The core has no language-specific code. It calls tree-sitter through its stable C ABI using dynamically loaded parser binaries.


Binding Layer

Each binding is a thin crate that:

  1. Calls Rust core functions.
  2. Converts Rust types to the target language's native types (Stringstr, Vec<T> → list/array, Result<T, E> → exception/error).
  3. Exposes an idiomatic API matching the target language's conventions.

Binding crates contain no parsing logic, no query definitions, and no chunking code.

Location Framework Distribution
crates/ts-pack-core-py PyO3 + maturin PyPI wheels
crates/ts-pack-core-node NAPI-RS npm (multi-platform)
packages/ruby Magnus RubyGems native gem
packages/elixir Rustler NIF Hex.pm
crates/ts-pack-core-php ext-php-rs Packagist
crates/ts-pack-core-wasm wasm-bindgen npm (Wasm)
crates/ts-pack-core-ffi cbindgen (C FFI) GitHub releases
packages/go cgo Go modules
packages/java Panama FFM Maven Central
packages/csharp P/Invoke NuGet

Parser Binaries

Tree-sitter parsers are not compiled into the package. Instead:

  1. A parsers.json manifest (on GitHub releases) lists all 306 languages with per-platform download URLs.
  2. On first use, the matching binary downloads to the local cache directory.
  3. The runtime opens the binary via dlopen / LoadLibrary and resolves the tree_sitter_<language> symbol.

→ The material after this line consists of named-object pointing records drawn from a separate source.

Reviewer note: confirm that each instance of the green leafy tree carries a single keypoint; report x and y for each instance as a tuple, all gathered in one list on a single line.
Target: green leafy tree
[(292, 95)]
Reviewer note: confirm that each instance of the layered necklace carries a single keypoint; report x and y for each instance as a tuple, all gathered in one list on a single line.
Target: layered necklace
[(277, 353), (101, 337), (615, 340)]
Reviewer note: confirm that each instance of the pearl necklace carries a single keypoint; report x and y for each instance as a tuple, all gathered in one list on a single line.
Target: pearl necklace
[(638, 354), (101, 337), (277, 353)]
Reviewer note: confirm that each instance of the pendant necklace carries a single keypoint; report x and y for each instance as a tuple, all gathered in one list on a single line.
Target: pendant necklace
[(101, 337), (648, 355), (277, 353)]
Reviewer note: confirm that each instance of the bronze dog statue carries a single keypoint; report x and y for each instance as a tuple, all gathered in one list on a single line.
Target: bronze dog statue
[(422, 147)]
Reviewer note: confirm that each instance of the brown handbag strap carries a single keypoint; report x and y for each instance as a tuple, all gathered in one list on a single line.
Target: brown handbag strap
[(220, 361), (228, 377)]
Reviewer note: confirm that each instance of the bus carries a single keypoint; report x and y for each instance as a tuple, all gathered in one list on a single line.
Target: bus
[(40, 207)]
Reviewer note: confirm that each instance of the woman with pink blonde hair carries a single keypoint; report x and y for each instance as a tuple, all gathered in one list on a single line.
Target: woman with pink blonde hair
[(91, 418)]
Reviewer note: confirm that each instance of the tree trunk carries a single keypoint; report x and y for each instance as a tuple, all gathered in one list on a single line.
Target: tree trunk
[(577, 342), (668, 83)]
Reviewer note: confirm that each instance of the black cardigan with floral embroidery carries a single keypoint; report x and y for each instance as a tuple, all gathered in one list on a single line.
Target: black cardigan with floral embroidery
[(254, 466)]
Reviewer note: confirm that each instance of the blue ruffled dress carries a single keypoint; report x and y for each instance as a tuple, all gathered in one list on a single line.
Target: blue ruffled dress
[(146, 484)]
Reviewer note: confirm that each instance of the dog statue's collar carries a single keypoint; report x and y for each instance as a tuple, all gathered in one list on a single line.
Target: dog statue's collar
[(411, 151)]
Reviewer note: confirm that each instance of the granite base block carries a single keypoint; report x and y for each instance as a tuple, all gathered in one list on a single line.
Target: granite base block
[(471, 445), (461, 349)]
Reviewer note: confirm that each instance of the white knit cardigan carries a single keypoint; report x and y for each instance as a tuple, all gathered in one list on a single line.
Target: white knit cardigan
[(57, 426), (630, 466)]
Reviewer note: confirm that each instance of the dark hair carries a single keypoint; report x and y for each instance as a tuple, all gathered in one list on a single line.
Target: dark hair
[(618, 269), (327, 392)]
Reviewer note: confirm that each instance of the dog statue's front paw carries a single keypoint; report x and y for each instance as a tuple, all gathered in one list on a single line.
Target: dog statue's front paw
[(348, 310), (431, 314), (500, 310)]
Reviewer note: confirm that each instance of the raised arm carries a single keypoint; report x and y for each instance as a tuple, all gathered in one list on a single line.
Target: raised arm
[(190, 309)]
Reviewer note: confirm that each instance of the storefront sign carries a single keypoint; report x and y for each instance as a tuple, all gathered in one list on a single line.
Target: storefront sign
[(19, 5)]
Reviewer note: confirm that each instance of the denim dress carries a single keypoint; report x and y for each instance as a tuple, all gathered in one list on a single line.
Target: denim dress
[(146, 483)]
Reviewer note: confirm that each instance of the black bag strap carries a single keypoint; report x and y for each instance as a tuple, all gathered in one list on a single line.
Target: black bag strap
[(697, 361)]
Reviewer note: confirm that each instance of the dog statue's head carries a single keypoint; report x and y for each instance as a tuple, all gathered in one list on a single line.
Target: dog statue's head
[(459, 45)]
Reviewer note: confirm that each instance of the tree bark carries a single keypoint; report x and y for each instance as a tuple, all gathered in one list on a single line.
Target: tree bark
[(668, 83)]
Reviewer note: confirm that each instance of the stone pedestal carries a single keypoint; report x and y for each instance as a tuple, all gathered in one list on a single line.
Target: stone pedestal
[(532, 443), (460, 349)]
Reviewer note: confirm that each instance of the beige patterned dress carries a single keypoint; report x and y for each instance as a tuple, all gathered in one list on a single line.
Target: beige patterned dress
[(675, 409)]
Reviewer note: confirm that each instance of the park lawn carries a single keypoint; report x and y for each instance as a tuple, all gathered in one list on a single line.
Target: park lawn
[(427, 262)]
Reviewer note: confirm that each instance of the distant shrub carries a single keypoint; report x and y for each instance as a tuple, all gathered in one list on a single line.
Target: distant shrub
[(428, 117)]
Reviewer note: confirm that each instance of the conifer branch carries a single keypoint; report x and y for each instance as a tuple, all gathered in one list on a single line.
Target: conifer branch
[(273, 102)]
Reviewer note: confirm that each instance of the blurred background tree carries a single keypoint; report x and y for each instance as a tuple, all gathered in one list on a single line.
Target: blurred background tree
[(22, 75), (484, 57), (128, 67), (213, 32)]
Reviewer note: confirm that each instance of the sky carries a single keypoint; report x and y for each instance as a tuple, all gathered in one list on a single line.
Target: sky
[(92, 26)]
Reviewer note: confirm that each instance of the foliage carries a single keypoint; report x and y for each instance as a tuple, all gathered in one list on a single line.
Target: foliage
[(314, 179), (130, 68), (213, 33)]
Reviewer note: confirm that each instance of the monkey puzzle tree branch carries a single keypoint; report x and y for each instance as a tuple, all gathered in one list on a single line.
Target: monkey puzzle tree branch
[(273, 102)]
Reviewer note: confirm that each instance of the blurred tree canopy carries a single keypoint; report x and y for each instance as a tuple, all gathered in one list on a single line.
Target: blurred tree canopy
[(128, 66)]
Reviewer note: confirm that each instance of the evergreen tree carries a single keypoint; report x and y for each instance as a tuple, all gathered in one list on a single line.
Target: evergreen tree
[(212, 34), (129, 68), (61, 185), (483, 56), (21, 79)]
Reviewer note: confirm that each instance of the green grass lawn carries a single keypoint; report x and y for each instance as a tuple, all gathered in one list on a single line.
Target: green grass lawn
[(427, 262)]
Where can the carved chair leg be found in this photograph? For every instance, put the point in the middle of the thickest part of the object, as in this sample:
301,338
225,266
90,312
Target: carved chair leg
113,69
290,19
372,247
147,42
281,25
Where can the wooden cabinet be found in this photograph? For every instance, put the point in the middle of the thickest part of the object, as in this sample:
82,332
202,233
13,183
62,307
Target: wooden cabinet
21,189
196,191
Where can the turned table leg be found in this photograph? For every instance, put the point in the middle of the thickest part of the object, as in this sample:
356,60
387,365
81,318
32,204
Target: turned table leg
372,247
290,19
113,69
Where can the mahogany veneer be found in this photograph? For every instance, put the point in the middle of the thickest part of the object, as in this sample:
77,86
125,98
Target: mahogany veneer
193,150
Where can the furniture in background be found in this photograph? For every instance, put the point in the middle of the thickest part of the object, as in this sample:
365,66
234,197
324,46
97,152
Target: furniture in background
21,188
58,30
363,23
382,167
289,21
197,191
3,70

This keeps installation fast and download sizes minimal. See Download Model for the full detail.


Repository Layout

tree-sitter-language-pack/
├── crates/
│   ├── ts-pack-core/       # Rust core library
│   ├── ts-pack-cli/        # CLI binary
│   ├── ts-pack-core-py/    # Python (PyO3) binding
│   ├── ts-pack-core-node/  # Node.js (NAPI-RS) binding
│   ├── ts-pack-core-php/   # PHP (ext-php-rs) extension
│   ├── ts-pack-core-wasm/  # WebAssembly (wasm-bindgen) binding
│   └── ts-pack-core-ffi/   # C FFI for Go / Java / C#
├── packages/
│   ├── python/             # Python package wrapper
│   ├── typescript/         # TypeScript / Node.js package
│   ├── ruby/               # Ruby gem (Magnus NIF)
│   ├── elixir/             # Elixir package (Rustler NIF)
│   ├── php/                # PHP Composer package
│   ├── go/                 # Go module (cgo wrapper)
│   ├── java/               # Java package (Panama FFM)
│   ├── csharp/             # C# / .NET package (P/Invoke)
│   └── wasm/               # WebAssembly npm package
├── sources/
│   └── language_definitions.json  # Grammar source registry
├── scripts/
│   └── generate_readme.py  # README sync tooling
└── tools/
    └── snippet-runner/     # Test suite runner

Design Principles

  • Single source of truth — All parsing and intelligence logic lives in ts-pack-core. Binding crates are pure glue.
  • On-demand downloads — Parsers do not ship in the package. The pack fetches and caches them per-platform on first use.
  • ABI stability — The C FFI layer (ts-pack-core-ffi) follows strict semantic versioning. Go, Java, and C# bindings depend on a stable C ABI, not Rust internals.
  • Zero duplication — Query definitions, chunking strategies, and intelligence extraction are each written once in Rust and reused across all 11 language surfaces.